Lees nog even met mij mee:
“In die tijd kondigde keizer Augustus een decreet af
dat alle inwoners van het rijk zich moesten laten inschrijven”.
Ja, oke nou. Lekker belangrijk Marije.
Maar wacht.
Blijf bij me. Volg waar dit heen gaat.
Een volkstelling werd in die tijd vaker gedaan.
Het romeinse rijk was omstreeks het jaar nul
ontzettend aan het uitbreiden.
Hele landen, dus ook het land van
jozef en maria, werden veroverd
en om de zoveel jaar wilden
de machthebbers dan weten: hoe veel onderdanen
telt het rijk nu.
Dus in die tijd gaan ook zij, Jozef en Maria,
en in haar buik het ongeboren kind,
op weg,
om zoals dat toen werd gevraagd,
zich te laten registreren in de geboorteplaats van
de man.

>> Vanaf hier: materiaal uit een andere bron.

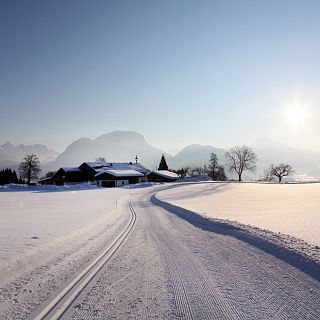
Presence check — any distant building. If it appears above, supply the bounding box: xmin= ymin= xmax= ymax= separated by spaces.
xmin=147 ymin=170 xmax=179 ymax=182
xmin=39 ymin=161 xmax=150 ymax=187
xmin=95 ymin=169 xmax=145 ymax=187
xmin=40 ymin=167 xmax=87 ymax=185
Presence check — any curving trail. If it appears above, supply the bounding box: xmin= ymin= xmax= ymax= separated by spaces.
xmin=66 ymin=187 xmax=320 ymax=320
xmin=1 ymin=184 xmax=320 ymax=319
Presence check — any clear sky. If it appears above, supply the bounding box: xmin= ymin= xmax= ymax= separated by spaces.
xmin=1 ymin=0 xmax=320 ymax=153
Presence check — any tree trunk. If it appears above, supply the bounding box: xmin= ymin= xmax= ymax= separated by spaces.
xmin=278 ymin=176 xmax=282 ymax=183
xmin=27 ymin=168 xmax=31 ymax=184
xmin=238 ymin=174 xmax=242 ymax=182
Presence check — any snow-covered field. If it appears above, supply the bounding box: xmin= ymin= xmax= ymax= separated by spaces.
xmin=0 ymin=184 xmax=127 ymax=315
xmin=158 ymin=182 xmax=320 ymax=246
xmin=1 ymin=183 xmax=320 ymax=319
xmin=0 ymin=184 xmax=127 ymax=280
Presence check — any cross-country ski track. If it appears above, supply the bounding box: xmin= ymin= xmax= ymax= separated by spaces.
xmin=1 ymin=184 xmax=320 ymax=319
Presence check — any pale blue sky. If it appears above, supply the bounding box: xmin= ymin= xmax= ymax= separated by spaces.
xmin=1 ymin=0 xmax=320 ymax=153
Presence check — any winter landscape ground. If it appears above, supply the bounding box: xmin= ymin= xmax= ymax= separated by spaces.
xmin=0 ymin=182 xmax=320 ymax=319
xmin=158 ymin=182 xmax=320 ymax=246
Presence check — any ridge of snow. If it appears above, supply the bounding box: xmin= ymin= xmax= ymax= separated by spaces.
xmin=95 ymin=169 xmax=144 ymax=178
xmin=151 ymin=170 xmax=179 ymax=179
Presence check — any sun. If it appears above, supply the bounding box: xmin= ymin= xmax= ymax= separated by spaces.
xmin=285 ymin=105 xmax=305 ymax=125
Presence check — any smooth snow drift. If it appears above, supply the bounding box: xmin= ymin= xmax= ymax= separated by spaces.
xmin=158 ymin=182 xmax=320 ymax=246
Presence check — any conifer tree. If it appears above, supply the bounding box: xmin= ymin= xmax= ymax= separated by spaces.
xmin=158 ymin=154 xmax=169 ymax=171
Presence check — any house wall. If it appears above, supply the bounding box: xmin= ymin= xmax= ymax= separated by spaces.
xmin=79 ymin=164 xmax=95 ymax=181
xmin=116 ymin=180 xmax=129 ymax=187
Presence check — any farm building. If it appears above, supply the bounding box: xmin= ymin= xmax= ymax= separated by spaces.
xmin=40 ymin=161 xmax=150 ymax=187
xmin=39 ymin=167 xmax=87 ymax=185
xmin=147 ymin=170 xmax=180 ymax=182
xmin=95 ymin=169 xmax=145 ymax=187
xmin=79 ymin=161 xmax=149 ymax=181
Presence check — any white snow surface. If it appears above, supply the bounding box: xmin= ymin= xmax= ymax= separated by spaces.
xmin=84 ymin=161 xmax=149 ymax=173
xmin=1 ymin=183 xmax=320 ymax=319
xmin=61 ymin=167 xmax=82 ymax=172
xmin=152 ymin=170 xmax=179 ymax=179
xmin=95 ymin=169 xmax=144 ymax=178
xmin=0 ymin=184 xmax=124 ymax=284
xmin=158 ymin=182 xmax=320 ymax=246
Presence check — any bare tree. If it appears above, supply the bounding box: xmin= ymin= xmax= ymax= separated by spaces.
xmin=189 ymin=165 xmax=208 ymax=176
xmin=260 ymin=168 xmax=274 ymax=182
xmin=172 ymin=167 xmax=190 ymax=179
xmin=96 ymin=157 xmax=106 ymax=163
xmin=19 ymin=154 xmax=41 ymax=184
xmin=225 ymin=145 xmax=257 ymax=181
xmin=270 ymin=163 xmax=294 ymax=183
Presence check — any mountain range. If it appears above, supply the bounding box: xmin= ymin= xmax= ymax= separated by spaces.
xmin=1 ymin=131 xmax=320 ymax=179
xmin=0 ymin=142 xmax=58 ymax=171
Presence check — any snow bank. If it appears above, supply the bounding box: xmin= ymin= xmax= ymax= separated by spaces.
xmin=158 ymin=182 xmax=320 ymax=247
xmin=152 ymin=194 xmax=320 ymax=280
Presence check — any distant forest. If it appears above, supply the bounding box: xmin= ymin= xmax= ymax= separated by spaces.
xmin=0 ymin=168 xmax=25 ymax=185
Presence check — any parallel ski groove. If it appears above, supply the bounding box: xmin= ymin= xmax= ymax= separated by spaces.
xmin=33 ymin=201 xmax=137 ymax=320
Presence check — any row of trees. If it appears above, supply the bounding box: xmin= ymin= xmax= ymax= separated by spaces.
xmin=0 ymin=168 xmax=25 ymax=185
xmin=1 ymin=148 xmax=295 ymax=185
xmin=1 ymin=154 xmax=41 ymax=185
xmin=166 ymin=145 xmax=294 ymax=183
xmin=0 ymin=154 xmax=42 ymax=185
xmin=170 ymin=153 xmax=227 ymax=181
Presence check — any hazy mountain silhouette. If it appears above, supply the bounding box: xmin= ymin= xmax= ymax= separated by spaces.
xmin=52 ymin=131 xmax=173 ymax=170
xmin=171 ymin=144 xmax=226 ymax=168
xmin=1 ymin=133 xmax=320 ymax=179
xmin=250 ymin=138 xmax=320 ymax=179
xmin=0 ymin=142 xmax=58 ymax=170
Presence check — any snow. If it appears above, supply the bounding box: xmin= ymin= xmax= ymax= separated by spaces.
xmin=157 ymin=182 xmax=320 ymax=246
xmin=83 ymin=162 xmax=149 ymax=173
xmin=0 ymin=184 xmax=125 ymax=287
xmin=83 ymin=161 xmax=109 ymax=168
xmin=151 ymin=170 xmax=179 ymax=179
xmin=95 ymin=169 xmax=144 ymax=178
xmin=1 ymin=183 xmax=320 ymax=319
xmin=61 ymin=167 xmax=82 ymax=172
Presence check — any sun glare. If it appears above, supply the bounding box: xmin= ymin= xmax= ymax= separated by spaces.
xmin=286 ymin=105 xmax=305 ymax=125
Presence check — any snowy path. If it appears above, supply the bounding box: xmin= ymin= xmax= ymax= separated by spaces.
xmin=63 ymin=187 xmax=320 ymax=319
xmin=1 ymin=184 xmax=320 ymax=319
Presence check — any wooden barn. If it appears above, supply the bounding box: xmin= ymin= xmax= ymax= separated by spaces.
xmin=39 ymin=167 xmax=87 ymax=185
xmin=147 ymin=170 xmax=179 ymax=182
xmin=94 ymin=169 xmax=145 ymax=187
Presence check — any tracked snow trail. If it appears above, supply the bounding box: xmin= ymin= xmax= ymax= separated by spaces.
xmin=66 ymin=187 xmax=320 ymax=320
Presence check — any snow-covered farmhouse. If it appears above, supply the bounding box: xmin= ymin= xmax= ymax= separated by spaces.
xmin=40 ymin=161 xmax=149 ymax=187
xmin=95 ymin=169 xmax=145 ymax=187
xmin=147 ymin=170 xmax=179 ymax=182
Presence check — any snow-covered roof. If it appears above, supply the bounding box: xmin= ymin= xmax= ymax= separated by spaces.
xmin=151 ymin=170 xmax=179 ymax=180
xmin=83 ymin=162 xmax=109 ymax=168
xmin=84 ymin=162 xmax=149 ymax=173
xmin=95 ymin=169 xmax=144 ymax=178
xmin=62 ymin=167 xmax=82 ymax=173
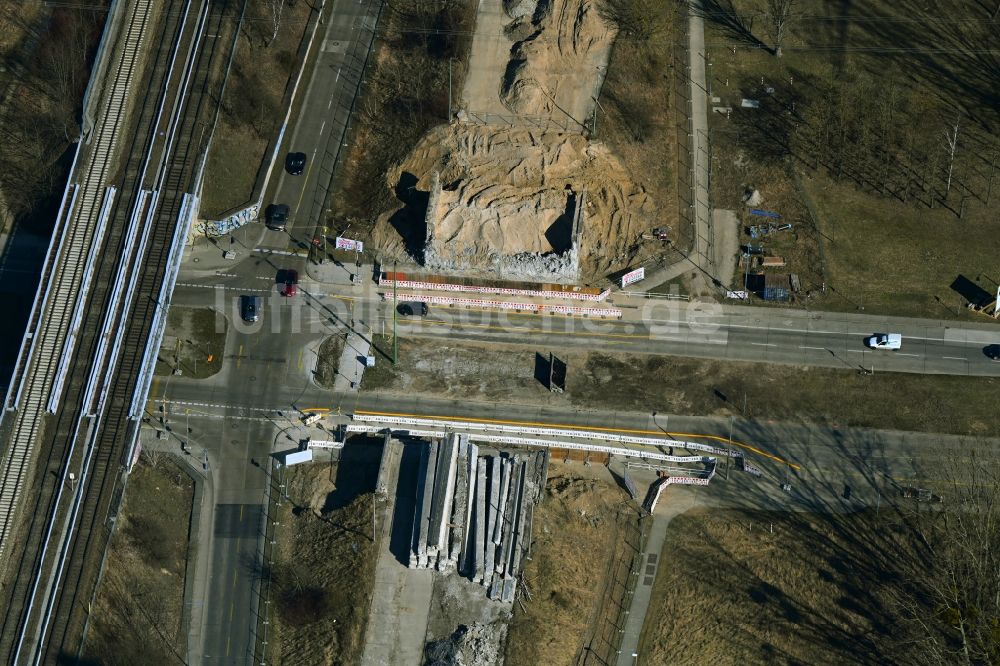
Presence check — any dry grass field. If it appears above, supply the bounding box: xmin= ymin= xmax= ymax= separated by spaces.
xmin=82 ymin=457 xmax=194 ymax=665
xmin=506 ymin=462 xmax=634 ymax=666
xmin=701 ymin=0 xmax=1000 ymax=319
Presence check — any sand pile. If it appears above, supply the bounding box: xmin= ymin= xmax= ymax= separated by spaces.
xmin=372 ymin=0 xmax=659 ymax=282
xmin=377 ymin=123 xmax=655 ymax=280
xmin=499 ymin=0 xmax=616 ymax=123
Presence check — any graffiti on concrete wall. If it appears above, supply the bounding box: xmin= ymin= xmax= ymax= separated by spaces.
xmin=194 ymin=202 xmax=260 ymax=237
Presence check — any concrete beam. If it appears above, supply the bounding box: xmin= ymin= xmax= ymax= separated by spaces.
xmin=410 ymin=440 xmax=430 ymax=568
xmin=473 ymin=454 xmax=487 ymax=583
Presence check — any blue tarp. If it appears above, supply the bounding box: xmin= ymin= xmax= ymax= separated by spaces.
xmin=749 ymin=209 xmax=781 ymax=219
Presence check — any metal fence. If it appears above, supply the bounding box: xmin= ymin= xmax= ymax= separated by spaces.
xmin=460 ymin=109 xmax=581 ymax=134
xmin=578 ymin=503 xmax=647 ymax=666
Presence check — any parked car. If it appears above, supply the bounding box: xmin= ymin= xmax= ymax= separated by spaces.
xmin=866 ymin=333 xmax=902 ymax=350
xmin=265 ymin=203 xmax=289 ymax=231
xmin=280 ymin=269 xmax=299 ymax=297
xmin=397 ymin=302 xmax=428 ymax=317
xmin=240 ymin=295 xmax=261 ymax=322
xmin=285 ymin=152 xmax=306 ymax=175
xmin=984 ymin=344 xmax=1000 ymax=360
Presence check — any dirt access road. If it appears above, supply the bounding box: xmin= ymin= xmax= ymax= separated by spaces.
xmin=460 ymin=0 xmax=613 ymax=128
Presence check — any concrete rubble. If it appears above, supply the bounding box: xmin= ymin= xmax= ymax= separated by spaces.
xmin=408 ymin=434 xmax=546 ymax=603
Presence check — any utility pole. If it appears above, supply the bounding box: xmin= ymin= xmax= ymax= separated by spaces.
xmin=726 ymin=416 xmax=733 ymax=480
xmin=392 ymin=262 xmax=398 ymax=365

En dat is de reden dat Jezus uiteindelijk
in Betlehem wordt geboren.
Registraties van zulke aard kennen
wij natuurlijk niet meer.
Ik ben geboren op Goerree Overflakkee,
maar er heeft mij nog nooit iemand gevraagd om daar weer eens naar
toe te reizen.
En toch.
En toch,
we hebben tegenwoordig nog steeds onze eigen statistieken.
En volkstellingen.
Maar we hoeven er alleen niet meer zo ver voor te reizen.
Eén druk op de knop van de computer
en je vult een enquete in.
Van het een of het ander.
Zo kan er worden bekeken hoeveel eenouder-gezinnen
er nu zijn, hoe veel
mensen er werkeloos zijn.
Of hoeveel mensen er nog kijken naar RTL late night.
Wat ik maar wil zeggen is,
dat de obsessie met getallen er in ieder geval
niet minder om is geworden.
Eerder meer, denk ik.
Het zit in peilingen, wat is de omzet. Wat is onze koopkracht.
Alles wordt in kaart gebracht.
Alles kán in kaart worden gebracht tegenwoordig.
In sommige gevallen staren we ons zo blind op
de getallen dat we vergeten dat het ook om mensen gaat.
Dan wordt het schrijnender.
Hoeveel mensen moeten er worden ontslagen om het
bedrijf rendabel te houden?
Hoe veel Persoonlijk Gebonden Budget kan er worden gegeven?
En. Hoe veel asielzoekers mogen er
dit jaar ons land in?
In kaart brengen en beheersbaar maken zit dicht bij elkaar.
En ik denk dat veel van onze hang naar getallen
te maken heeft met controle willen houden.
En het willen houden van enige controle is niet zo gek.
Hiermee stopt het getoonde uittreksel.